Le vacanze mi fanno riscoprire ogni
volta una nuova dimensione del tempo, che è sempre lì ma che normalmente sembra
sfuggirmi e che vorrei riuscire a trovare anche nel resto dell’anno. Ma sto
imparando.
Parlare del tempo è come voler descrivere
l’acqua quando si è immersi in un fiume, mentre ne parliamo non è più la stessa
di qualche secondo prima. La vediamo scorrere, diamo per scontato che continui
a bagnarci ma non ci rendiamo conto che la corrente potrebbe affievolirsi da un
momento all’altro lasciandoci all’asciutto.
Il tempo non è né galantuomo né porta
consiglio, sono solo detti popolari. Il
tempo passa e se ne frega di noi. Siamo noi a dovergli dare la giusta
importanza.
Ricordo che, circa due estati, fa parlando
con un collega mi lamentavo del fatto che, nonostante le belle giornate estive
più lunghe, tornando a casa mi sembrava che mi rimanesse poco tempo. Come se
stesse chiedendo a qualcuno che si lamenta del buio del perché non accendesse
la luce, quasi banalmente mi domandò perché non riducessi la pausa pranzo, in
questo modo sarei potuto uscire prima ed avrei avuto più tempo a fine giornata.

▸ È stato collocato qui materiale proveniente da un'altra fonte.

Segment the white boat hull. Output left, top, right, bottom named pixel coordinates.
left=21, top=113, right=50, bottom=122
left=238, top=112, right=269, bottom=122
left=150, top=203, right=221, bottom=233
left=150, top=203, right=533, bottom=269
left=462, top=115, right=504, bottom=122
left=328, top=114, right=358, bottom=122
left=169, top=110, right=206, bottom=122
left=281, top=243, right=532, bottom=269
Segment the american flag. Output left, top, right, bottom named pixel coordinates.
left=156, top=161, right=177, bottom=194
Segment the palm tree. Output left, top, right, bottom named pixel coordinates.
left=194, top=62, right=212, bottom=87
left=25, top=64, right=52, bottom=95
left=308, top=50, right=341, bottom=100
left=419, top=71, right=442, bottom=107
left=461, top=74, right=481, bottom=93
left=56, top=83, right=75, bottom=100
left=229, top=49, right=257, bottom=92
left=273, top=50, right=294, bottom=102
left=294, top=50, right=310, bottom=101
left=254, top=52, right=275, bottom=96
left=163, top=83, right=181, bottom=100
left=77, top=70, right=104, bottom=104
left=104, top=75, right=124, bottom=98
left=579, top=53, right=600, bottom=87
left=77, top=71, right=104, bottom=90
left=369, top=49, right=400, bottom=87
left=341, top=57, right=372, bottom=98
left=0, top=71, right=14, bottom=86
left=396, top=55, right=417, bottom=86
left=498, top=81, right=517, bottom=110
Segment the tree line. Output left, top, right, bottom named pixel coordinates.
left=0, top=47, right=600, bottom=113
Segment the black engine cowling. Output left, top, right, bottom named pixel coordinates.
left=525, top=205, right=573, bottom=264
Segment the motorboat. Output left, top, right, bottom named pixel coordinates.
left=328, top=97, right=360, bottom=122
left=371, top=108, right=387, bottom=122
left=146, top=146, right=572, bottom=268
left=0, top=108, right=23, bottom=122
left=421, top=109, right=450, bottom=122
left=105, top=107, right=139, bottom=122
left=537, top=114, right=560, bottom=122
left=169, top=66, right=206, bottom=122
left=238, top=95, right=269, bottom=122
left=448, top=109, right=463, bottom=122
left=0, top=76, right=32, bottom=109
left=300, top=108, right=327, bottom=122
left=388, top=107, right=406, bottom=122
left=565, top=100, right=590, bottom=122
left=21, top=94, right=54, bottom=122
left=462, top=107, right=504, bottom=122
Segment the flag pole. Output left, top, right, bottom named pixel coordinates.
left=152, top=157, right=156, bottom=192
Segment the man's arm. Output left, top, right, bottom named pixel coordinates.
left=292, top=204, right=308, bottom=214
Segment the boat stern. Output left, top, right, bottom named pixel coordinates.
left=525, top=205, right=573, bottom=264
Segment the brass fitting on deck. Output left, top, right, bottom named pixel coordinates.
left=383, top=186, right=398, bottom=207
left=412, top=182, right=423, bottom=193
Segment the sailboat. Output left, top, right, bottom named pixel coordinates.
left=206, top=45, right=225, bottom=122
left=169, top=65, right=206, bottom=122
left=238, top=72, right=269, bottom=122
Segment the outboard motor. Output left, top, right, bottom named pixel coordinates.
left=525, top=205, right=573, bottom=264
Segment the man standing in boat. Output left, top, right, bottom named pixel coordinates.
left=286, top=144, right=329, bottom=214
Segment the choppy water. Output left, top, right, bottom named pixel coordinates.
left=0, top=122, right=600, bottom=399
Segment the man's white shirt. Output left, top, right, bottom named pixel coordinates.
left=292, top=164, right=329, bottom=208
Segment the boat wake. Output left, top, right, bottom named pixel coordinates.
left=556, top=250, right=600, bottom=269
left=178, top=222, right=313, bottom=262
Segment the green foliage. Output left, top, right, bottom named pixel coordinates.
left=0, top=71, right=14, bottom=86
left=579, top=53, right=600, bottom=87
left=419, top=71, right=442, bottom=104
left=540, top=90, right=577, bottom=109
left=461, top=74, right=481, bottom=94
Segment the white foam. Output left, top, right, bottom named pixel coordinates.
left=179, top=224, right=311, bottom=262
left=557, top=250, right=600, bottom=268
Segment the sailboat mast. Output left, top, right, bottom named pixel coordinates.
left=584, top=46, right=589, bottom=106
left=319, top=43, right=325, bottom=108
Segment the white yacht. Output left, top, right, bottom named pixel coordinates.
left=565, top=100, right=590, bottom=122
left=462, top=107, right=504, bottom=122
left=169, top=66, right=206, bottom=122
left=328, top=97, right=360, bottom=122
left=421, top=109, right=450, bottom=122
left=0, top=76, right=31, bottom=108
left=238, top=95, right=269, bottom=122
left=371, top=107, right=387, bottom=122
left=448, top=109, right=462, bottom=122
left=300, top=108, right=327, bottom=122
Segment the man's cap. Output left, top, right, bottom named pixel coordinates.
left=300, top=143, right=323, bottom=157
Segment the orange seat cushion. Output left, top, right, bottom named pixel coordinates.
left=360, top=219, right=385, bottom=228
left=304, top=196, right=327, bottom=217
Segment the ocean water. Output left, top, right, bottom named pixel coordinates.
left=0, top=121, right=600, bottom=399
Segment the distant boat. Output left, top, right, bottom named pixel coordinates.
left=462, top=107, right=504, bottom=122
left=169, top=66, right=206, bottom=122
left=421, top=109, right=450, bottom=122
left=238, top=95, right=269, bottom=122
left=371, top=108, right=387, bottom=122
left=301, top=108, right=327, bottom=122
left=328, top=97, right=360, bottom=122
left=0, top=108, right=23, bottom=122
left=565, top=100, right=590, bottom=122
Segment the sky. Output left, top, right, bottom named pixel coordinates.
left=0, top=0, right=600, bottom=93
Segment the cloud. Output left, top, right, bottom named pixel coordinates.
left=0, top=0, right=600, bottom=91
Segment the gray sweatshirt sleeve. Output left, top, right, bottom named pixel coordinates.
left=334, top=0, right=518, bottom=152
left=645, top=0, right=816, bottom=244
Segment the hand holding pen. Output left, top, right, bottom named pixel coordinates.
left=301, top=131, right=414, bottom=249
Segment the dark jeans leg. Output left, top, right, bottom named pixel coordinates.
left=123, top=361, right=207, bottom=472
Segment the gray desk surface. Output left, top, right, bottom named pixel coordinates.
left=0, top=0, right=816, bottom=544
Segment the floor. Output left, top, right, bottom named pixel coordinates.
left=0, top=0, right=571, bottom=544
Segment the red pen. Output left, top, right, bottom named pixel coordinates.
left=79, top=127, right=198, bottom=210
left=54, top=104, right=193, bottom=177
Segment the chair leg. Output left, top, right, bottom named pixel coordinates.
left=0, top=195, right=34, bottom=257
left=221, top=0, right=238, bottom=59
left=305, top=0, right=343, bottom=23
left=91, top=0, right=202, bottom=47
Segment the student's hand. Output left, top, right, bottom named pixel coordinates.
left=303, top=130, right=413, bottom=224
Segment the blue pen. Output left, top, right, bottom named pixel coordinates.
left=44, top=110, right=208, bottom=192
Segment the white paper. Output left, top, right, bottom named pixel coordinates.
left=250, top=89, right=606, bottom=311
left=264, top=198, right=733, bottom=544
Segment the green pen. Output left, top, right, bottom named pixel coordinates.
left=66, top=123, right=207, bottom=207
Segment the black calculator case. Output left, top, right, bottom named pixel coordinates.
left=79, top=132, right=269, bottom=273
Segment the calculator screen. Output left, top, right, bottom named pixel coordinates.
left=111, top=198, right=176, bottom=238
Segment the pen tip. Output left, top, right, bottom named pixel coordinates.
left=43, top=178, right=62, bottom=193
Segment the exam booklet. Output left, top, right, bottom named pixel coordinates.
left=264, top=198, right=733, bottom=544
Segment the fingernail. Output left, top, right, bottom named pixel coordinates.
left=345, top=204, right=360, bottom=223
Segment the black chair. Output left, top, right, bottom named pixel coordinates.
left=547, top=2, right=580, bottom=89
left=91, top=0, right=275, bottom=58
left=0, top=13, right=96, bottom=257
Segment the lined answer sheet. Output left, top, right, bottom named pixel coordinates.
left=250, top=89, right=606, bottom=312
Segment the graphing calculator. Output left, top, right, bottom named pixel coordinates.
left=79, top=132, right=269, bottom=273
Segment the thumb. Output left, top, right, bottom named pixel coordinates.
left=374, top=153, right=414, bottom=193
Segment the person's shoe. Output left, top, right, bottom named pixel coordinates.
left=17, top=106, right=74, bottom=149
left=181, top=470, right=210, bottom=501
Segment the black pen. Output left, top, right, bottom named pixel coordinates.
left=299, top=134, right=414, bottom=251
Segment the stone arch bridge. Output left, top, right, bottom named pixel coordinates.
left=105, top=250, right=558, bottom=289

Lì per lì mi sembrò una soluzione quasi impraticabile. Pensai: “Ridurre la
pausa pranzo? Uscire prima? Ma non lo fa quasi nessuno”.
Da quella chiacchierata passarono giorni,
settimane e mesi prima che poi, effettivamente, accendessi quella luce contro
Il buio del quale mi lamentavo senza fare niente e seguissi quel consiglio.
Il tempo delle vacanze ha una magia unica. Se
durante quei giorni, di solito, lasciamo gli orologi nei cassetti, visto che
per il resto dell’anno questo non è possibile, dovremmo almeno cercare di
renderli più “molli” e meno rigidi del solito.